Los colores impolutos crean un baile de tonalidades verdes y azules que irradian una pureza mística. Lo único que interrumpe el silencio es el sonido del agua con los movimientos de los remos. Observo detenidamente a mi alrededor. Es imposible disfrutar de esta zona intacta donde conviven tantas especies distintas y evitar sonreír. Respiro hondo y agradezco que no haya intervención humana en este espacio.
Remamos hasta el bosque enano de mangle rojo. Es un fenómeno natural inusual. Se ha visto en países como Venezuela y México, pero donde más cantidad hay es en estos terrenos con más de 80 cuerdas.
Nos agarramos todos por los remos, mientras Busnel derrumba los mitos sobre los mangles.
“Que son sitios apestosos, que traen mosquitos. ¿Los mosquitos donde crecen? En agua dulce y estancada. Esto no es ninguna de las dos. Y el olor que ustedes perciben se debe a la descomposición de materia orgánica que está ocurriendo en el fondo. Mientras más apesta es que las bacterias están trabajando como se supone”, aclara. Sin embargo, la “peste” no se siente.

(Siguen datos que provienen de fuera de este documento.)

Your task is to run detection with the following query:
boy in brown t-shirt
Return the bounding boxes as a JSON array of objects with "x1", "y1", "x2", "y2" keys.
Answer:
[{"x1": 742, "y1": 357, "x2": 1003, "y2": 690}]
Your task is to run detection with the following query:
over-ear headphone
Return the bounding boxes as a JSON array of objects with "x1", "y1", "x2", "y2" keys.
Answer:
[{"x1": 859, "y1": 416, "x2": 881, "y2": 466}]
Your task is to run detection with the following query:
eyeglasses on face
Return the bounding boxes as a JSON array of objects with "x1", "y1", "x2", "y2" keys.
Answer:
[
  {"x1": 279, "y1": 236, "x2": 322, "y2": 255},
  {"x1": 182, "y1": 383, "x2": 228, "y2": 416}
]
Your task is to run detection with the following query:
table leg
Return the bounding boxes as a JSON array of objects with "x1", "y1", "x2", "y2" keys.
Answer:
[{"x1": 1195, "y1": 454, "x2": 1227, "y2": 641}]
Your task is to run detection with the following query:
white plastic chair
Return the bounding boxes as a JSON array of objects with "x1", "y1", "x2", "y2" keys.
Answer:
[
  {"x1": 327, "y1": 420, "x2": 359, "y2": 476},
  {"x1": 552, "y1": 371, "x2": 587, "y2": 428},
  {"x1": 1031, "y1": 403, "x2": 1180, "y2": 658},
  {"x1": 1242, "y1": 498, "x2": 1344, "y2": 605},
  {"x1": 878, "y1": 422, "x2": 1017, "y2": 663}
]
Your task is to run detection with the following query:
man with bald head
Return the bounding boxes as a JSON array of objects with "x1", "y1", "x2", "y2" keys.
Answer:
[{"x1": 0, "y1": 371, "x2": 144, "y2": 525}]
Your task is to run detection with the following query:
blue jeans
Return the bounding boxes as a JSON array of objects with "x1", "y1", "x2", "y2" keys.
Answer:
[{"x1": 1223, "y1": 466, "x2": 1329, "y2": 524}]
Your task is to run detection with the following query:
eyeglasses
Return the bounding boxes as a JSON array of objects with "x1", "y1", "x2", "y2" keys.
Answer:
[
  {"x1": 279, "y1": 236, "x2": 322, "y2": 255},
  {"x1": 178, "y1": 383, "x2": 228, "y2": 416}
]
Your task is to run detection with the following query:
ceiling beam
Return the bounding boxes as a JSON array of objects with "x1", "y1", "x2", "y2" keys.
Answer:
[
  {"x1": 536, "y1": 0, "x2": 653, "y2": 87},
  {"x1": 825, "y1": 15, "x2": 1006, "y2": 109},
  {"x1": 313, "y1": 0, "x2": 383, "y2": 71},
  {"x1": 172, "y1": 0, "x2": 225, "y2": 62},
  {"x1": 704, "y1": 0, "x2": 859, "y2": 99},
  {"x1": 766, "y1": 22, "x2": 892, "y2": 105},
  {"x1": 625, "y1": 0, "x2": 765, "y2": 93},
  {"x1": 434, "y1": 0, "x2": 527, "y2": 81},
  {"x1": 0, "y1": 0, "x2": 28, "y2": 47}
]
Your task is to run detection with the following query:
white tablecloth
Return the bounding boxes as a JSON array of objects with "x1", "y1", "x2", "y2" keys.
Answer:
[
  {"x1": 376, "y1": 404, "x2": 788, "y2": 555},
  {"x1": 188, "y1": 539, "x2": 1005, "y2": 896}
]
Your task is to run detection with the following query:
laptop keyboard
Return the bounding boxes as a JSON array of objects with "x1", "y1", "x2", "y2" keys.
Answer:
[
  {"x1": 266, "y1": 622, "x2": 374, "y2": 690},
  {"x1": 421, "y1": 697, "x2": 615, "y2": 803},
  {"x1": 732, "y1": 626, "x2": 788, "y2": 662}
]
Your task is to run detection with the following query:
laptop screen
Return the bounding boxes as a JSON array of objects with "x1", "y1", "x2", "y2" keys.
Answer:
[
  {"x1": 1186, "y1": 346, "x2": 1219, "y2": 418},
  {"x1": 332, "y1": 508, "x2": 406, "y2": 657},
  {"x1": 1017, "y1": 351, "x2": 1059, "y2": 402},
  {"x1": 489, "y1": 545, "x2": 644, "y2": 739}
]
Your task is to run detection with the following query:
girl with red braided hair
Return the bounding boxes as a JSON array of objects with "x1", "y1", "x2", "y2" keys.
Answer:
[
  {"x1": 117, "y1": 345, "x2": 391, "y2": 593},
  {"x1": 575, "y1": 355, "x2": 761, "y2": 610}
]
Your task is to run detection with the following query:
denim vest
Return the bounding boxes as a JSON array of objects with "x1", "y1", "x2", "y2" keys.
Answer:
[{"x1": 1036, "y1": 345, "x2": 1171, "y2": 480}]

Nos movemos de regreso hacia la desembocadura para llegar hasta el área de mar abierto. Si seguimos en la dirección contraria, podemos encontrar un sinnúmero de canales que se interconectan. Es fácil perderse, por lo que no recomiendan llevar a cabo estos recorridos sin expertos que dominen y conozcan la reserva.
Mientras nos acercamos al mar, seguimos observando más escuelas de peces, así como distintos tipos peces de diferentes tamaños. De momento, otra raya, esta vez toda marrón. Cruzamos el puente y llegamos a la zona donde muere todo ese canal.
El agua está aún más clara y parece que puedo tocar la arena blanca con solo introducir la mano. Vemos más peces, más pájaros, más vegetación. Al fondo, las islas Piñero y Cabeza de Perro, las cuales se supone pasen a ser parte de la reserva cuando termine el proceso de descontaminación.
“Esto es como un ‘nursery’. Es área de anidamiento para diferentes peces, crustáceos, aves. Es bien, bien, importante, aunque muchas personas no le den la importancia que de verdad se merecen”, lamenta.
Regresamos cansados, pero sobran las ganas de seguir explorando. Mientras salimos pienso en lo que sucede con las áreas escondidas cuando se popularizan. La basura, el daño ambiental. Voy dejando a mi espalda las ruinas de la base naval y cruzo los dedos porque nunca se permita, en nombre del desarrollo, la inconsciente intervención humana, que puede llegar a ser tan nociva, en esta impresionante reserva natural.
*Este artículo fue publicado originalmente en El Nuevo Día, el domingo 26 de marzo de 2017.